In our previous post, we saw how Joseph completed his earthly pilgrimage with joy. We conclude this series on his life with this: By faith Joseph spoke about the future. By faith Joseph, when he was dying, made mention of the exodus of the sons of Israel, and gave orders concerning his bones (Hebrews 11:22 NASV).
For their immediate future, he encouraged them to rely on the Lord. He comforted them with the same comfort that he had received from his father (48:21). This is a pattern for our lives. Praise be to the God and Father of our Lord Jesus Christ, the Father of compassion and the God of all comfort, who comforts us in all our troubles, so that we can comfort those in any trouble with the comfort we ourselves receive from God (2 Corinthians 1:3-4 NIV). They who believe God’s promises are desirous of persuading others to believe also. That which had sustained him for over ninety years, he now leaves as a heritage of faith to his family.
Joseph had been the means of God’s support and protection for the family.
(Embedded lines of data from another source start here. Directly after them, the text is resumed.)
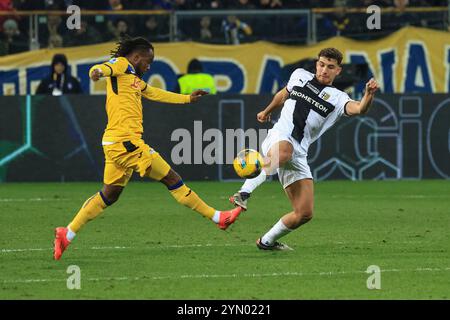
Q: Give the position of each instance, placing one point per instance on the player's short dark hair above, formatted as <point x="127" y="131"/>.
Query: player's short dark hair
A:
<point x="127" y="45"/>
<point x="331" y="53"/>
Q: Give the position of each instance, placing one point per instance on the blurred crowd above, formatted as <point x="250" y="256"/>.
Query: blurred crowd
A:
<point x="229" y="29"/>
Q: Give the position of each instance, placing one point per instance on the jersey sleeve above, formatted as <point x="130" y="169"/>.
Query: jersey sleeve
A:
<point x="156" y="94"/>
<point x="342" y="101"/>
<point x="114" y="67"/>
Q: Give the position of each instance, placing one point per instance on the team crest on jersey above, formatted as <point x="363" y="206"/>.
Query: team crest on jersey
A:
<point x="325" y="96"/>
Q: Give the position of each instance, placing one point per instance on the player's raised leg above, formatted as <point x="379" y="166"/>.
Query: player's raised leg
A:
<point x="277" y="156"/>
<point x="161" y="171"/>
<point x="301" y="195"/>
<point x="187" y="197"/>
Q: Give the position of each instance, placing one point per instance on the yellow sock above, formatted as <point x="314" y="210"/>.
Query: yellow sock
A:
<point x="90" y="209"/>
<point x="190" y="199"/>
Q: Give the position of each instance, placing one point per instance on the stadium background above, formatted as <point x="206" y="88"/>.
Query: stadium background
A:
<point x="400" y="224"/>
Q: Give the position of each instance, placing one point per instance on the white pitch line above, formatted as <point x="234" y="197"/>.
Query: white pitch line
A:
<point x="205" y="245"/>
<point x="176" y="246"/>
<point x="233" y="275"/>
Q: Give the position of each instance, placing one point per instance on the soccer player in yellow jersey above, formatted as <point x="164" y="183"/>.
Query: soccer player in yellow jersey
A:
<point x="124" y="149"/>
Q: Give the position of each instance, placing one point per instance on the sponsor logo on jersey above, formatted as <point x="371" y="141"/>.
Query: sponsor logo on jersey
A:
<point x="303" y="95"/>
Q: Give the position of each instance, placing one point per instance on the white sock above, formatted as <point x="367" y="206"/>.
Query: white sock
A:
<point x="278" y="230"/>
<point x="216" y="217"/>
<point x="70" y="234"/>
<point x="251" y="184"/>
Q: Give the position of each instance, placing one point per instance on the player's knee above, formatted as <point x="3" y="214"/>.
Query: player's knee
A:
<point x="171" y="179"/>
<point x="111" y="194"/>
<point x="285" y="156"/>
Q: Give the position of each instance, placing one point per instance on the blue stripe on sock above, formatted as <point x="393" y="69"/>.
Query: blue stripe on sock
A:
<point x="104" y="199"/>
<point x="176" y="185"/>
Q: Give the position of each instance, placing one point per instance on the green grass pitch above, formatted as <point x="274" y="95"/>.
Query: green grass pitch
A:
<point x="147" y="246"/>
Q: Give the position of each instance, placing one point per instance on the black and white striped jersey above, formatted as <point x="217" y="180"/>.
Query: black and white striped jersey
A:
<point x="312" y="108"/>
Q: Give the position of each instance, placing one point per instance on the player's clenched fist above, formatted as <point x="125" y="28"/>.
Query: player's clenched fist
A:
<point x="371" y="86"/>
<point x="96" y="74"/>
<point x="263" y="117"/>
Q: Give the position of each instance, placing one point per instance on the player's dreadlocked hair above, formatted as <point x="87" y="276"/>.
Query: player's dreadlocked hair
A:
<point x="126" y="45"/>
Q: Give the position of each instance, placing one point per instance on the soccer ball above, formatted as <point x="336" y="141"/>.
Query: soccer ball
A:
<point x="248" y="163"/>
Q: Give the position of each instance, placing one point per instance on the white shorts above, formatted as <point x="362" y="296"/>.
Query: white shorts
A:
<point x="295" y="169"/>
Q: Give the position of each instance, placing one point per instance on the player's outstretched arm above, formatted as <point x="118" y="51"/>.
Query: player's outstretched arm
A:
<point x="160" y="95"/>
<point x="277" y="102"/>
<point x="113" y="67"/>
<point x="354" y="108"/>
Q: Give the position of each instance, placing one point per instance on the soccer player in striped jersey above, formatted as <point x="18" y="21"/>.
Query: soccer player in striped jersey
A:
<point x="311" y="105"/>
<point x="125" y="151"/>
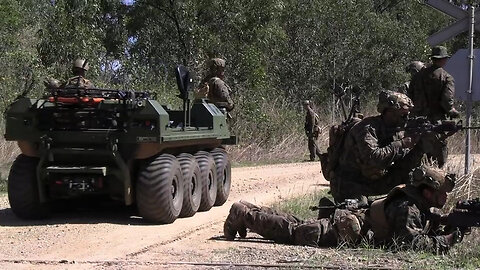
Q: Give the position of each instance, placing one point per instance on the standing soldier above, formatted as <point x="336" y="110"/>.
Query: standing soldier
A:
<point x="311" y="129"/>
<point x="432" y="92"/>
<point x="412" y="68"/>
<point x="218" y="92"/>
<point x="80" y="67"/>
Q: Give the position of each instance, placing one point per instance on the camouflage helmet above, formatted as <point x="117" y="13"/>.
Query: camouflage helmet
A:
<point x="348" y="226"/>
<point x="215" y="64"/>
<point x="439" y="52"/>
<point x="80" y="63"/>
<point x="433" y="177"/>
<point x="393" y="100"/>
<point x="414" y="66"/>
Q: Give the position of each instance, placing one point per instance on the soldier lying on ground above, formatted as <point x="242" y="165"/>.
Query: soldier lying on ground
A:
<point x="405" y="217"/>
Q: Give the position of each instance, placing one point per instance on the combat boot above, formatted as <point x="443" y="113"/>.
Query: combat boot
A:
<point x="235" y="221"/>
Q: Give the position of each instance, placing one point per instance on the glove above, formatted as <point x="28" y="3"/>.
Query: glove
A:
<point x="455" y="237"/>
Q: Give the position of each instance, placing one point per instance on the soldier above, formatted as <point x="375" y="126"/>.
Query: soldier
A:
<point x="377" y="154"/>
<point x="432" y="91"/>
<point x="433" y="88"/>
<point x="80" y="66"/>
<point x="404" y="217"/>
<point x="312" y="130"/>
<point x="218" y="92"/>
<point x="412" y="68"/>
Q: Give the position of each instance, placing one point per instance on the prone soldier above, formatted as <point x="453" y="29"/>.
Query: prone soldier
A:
<point x="404" y="216"/>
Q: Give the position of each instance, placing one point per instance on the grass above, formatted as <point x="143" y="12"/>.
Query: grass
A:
<point x="465" y="255"/>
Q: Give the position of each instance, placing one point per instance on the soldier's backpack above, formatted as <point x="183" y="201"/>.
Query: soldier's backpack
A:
<point x="336" y="141"/>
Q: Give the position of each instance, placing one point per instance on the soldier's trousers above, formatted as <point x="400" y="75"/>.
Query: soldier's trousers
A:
<point x="435" y="146"/>
<point x="288" y="229"/>
<point x="313" y="147"/>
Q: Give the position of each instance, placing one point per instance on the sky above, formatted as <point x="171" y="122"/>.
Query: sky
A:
<point x="128" y="2"/>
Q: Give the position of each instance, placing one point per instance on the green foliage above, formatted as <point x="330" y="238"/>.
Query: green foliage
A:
<point x="278" y="51"/>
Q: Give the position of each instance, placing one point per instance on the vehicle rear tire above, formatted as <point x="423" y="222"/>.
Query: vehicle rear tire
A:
<point x="23" y="193"/>
<point x="224" y="175"/>
<point x="159" y="190"/>
<point x="208" y="179"/>
<point x="192" y="189"/>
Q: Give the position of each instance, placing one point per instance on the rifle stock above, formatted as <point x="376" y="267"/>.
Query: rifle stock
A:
<point x="466" y="214"/>
<point x="421" y="125"/>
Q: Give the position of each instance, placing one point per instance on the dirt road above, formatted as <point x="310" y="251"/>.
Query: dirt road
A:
<point x="112" y="237"/>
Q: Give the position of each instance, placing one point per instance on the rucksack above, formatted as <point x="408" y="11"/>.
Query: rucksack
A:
<point x="336" y="140"/>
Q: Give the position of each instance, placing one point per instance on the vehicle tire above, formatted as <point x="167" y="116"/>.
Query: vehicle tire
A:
<point x="192" y="185"/>
<point x="224" y="175"/>
<point x="23" y="189"/>
<point x="208" y="178"/>
<point x="159" y="190"/>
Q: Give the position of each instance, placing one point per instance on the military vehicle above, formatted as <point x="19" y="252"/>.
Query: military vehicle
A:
<point x="87" y="143"/>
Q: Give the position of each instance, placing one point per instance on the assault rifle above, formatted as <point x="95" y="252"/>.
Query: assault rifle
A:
<point x="326" y="207"/>
<point x="466" y="214"/>
<point x="420" y="125"/>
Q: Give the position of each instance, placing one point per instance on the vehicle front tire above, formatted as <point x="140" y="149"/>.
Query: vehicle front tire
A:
<point x="193" y="189"/>
<point x="160" y="189"/>
<point x="224" y="175"/>
<point x="23" y="193"/>
<point x="208" y="179"/>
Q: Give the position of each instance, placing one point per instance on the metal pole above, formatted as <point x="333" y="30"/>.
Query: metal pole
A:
<point x="333" y="93"/>
<point x="469" y="90"/>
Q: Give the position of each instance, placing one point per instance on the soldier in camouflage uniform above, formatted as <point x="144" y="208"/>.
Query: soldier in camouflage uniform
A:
<point x="218" y="90"/>
<point x="404" y="216"/>
<point x="312" y="130"/>
<point x="377" y="154"/>
<point x="80" y="67"/>
<point x="412" y="68"/>
<point x="410" y="213"/>
<point x="432" y="91"/>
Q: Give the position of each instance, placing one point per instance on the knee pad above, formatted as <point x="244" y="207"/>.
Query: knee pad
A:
<point x="347" y="225"/>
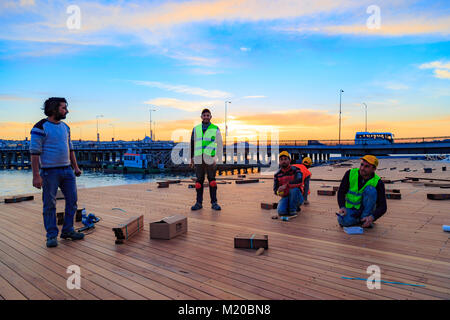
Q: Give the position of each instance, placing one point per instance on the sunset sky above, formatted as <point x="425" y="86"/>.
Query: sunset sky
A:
<point x="281" y="63"/>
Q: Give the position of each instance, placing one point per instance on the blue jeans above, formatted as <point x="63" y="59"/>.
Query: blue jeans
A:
<point x="289" y="204"/>
<point x="64" y="178"/>
<point x="306" y="188"/>
<point x="354" y="216"/>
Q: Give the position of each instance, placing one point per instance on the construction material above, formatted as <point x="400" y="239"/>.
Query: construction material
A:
<point x="424" y="178"/>
<point x="59" y="195"/>
<point x="441" y="185"/>
<point x="247" y="181"/>
<point x="354" y="230"/>
<point x="163" y="184"/>
<point x="383" y="281"/>
<point x="269" y="206"/>
<point x="78" y="216"/>
<point x="168" y="227"/>
<point x="396" y="196"/>
<point x="288" y="218"/>
<point x="18" y="199"/>
<point x="251" y="241"/>
<point x="128" y="229"/>
<point x="60" y="218"/>
<point x="326" y="192"/>
<point x="259" y="252"/>
<point x="438" y="196"/>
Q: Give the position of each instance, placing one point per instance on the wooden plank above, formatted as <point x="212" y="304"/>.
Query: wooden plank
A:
<point x="247" y="181"/>
<point x="438" y="196"/>
<point x="326" y="192"/>
<point x="18" y="199"/>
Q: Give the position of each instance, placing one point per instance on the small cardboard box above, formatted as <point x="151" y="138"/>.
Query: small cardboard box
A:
<point x="251" y="241"/>
<point x="168" y="227"/>
<point x="269" y="206"/>
<point x="326" y="192"/>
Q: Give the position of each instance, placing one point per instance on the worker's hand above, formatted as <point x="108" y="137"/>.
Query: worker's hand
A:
<point x="37" y="181"/>
<point x="77" y="172"/>
<point x="367" y="221"/>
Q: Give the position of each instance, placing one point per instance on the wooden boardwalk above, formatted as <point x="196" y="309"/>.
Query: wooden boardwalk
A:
<point x="306" y="257"/>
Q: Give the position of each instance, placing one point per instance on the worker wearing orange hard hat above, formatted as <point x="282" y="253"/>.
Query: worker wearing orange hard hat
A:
<point x="286" y="184"/>
<point x="306" y="177"/>
<point x="361" y="195"/>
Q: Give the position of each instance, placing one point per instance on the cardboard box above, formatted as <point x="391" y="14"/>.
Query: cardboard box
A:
<point x="326" y="192"/>
<point x="251" y="241"/>
<point x="269" y="206"/>
<point x="168" y="227"/>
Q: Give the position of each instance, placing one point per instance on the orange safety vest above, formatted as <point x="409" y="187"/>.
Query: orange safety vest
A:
<point x="305" y="174"/>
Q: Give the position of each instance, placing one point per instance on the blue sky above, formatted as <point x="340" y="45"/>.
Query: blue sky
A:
<point x="280" y="63"/>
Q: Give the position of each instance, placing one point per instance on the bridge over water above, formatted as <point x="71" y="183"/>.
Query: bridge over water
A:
<point x="239" y="154"/>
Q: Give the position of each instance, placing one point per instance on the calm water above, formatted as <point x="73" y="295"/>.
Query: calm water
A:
<point x="16" y="182"/>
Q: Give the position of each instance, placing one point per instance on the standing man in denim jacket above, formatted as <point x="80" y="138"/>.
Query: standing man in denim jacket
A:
<point x="51" y="149"/>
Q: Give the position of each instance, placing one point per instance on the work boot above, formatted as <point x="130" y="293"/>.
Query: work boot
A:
<point x="72" y="235"/>
<point x="52" y="242"/>
<point x="196" y="206"/>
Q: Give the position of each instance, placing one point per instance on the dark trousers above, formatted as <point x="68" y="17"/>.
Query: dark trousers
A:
<point x="200" y="171"/>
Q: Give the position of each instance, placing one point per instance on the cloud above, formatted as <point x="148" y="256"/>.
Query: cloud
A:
<point x="441" y="69"/>
<point x="7" y="97"/>
<point x="396" y="86"/>
<point x="403" y="26"/>
<point x="184" y="89"/>
<point x="180" y="104"/>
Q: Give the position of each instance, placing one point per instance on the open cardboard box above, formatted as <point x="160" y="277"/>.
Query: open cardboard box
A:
<point x="168" y="227"/>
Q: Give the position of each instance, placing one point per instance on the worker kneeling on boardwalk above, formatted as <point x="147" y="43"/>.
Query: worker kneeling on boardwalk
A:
<point x="286" y="184"/>
<point x="306" y="177"/>
<point x="361" y="195"/>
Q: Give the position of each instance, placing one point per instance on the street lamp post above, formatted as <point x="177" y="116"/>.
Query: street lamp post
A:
<point x="226" y="127"/>
<point x="340" y="113"/>
<point x="366" y="114"/>
<point x="98" y="135"/>
<point x="114" y="132"/>
<point x="151" y="132"/>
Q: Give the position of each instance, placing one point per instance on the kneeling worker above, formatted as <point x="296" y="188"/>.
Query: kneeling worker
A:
<point x="286" y="184"/>
<point x="361" y="195"/>
<point x="306" y="177"/>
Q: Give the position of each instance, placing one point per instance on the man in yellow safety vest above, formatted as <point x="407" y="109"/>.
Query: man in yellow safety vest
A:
<point x="361" y="195"/>
<point x="206" y="148"/>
Now that the means was passing away, what would become of the family? He directed them to the actual source of their security: The God who had made covenant promises to his people (50:24). “God’s gracious visits will serve to make up the loss of our best friends. They die; but we may live, and live comfortably, if we have the favor and presence of God with us” (Henry).
For the more distant future, he encouraged them to hope in God. God’s people must journey through this world with their hope (confident expectation) on what God has promised. We don’t look for satisfaction in this present world but in the world to come. Joseph’s family, which would become God’s covenant nation at Sinai, was not to look for satisfaction in Egypt. God had a better place for them, a place where they could flourish as his people. But they would not reach that land for many years. Until then, by faith Joseph spoke two messages of hope.
First, Joseph told them that God would come to their aid. Their way would eventually turn out to be bitter slavery. The people themselves would even turn to idols (Joshua 24:14). But God’s grace is greater than his people’s sins and sorrows. Hear the word of the Lord, “But God will surely come to your aid.”
Second, Joseph prophesied that God will surely take them to the land of promise. Egypt was not to be their home, and as a testimony to them, Joseph ordered that they take his bones out with them in the Exodus. Famous men often want to build monuments to their own honor in this world. Joseph was of a different spirit. Let Egypt do as it wished for the present; he had his sights set on a better country.
God’s people in all ages must keep their eyes on God’s promised rest for them. Let us remember where our home is. We are only strangers and pilgrims here. All these people were still living by faith when they died. They did not receive the things promised; they only saw them and welcomed them from a distance, admitting that they were foreigners and strangers on earth (Hebrews 11:13 NIV). We are looking for a new heaven and a new earth, the home of righteousness (2 Peter 3:13).
Let’s focus on some lessons we can learn from Joseph’s life.
- What made Joseph tick? He had surely seen God do great things for him and through him! But was his experience his consolation in the end? No, it was the word of God. His hope was in what God had “promised on oath” (50:24). Two unchangeable things sustained him at the end, God’s promise and oath (cf. Hebrews 6:18). We will do well to pay attention to the word of the prophets made more certain, for it is the word of God (2 Peter 1:19-21).
- Let us not be weary of repetition. Joseph repeated that God would surely come to their aid. Weak minds continually lust after new, exotic, spicy spiritual and intellectual dishes. Strong minds are content to feed on meat and potatoes. Make God’s word your delight and rely on it; beware the opinions of people.
- Joseph endured thirteen years of suffering, but he also enjoyed eighty years of honor. Let us not lose heart concerning any present suffering for Christ. He can abundantly reward us. For our light and momentary troubles are achieving for us an eternal glory that far outweighs them all (2 Corinthians 4:17 NIV).
- A godly man may die in the Egypts of this world. That matters not. All the godly will share perfection together someday (Hebrews 11:40). O that it was today!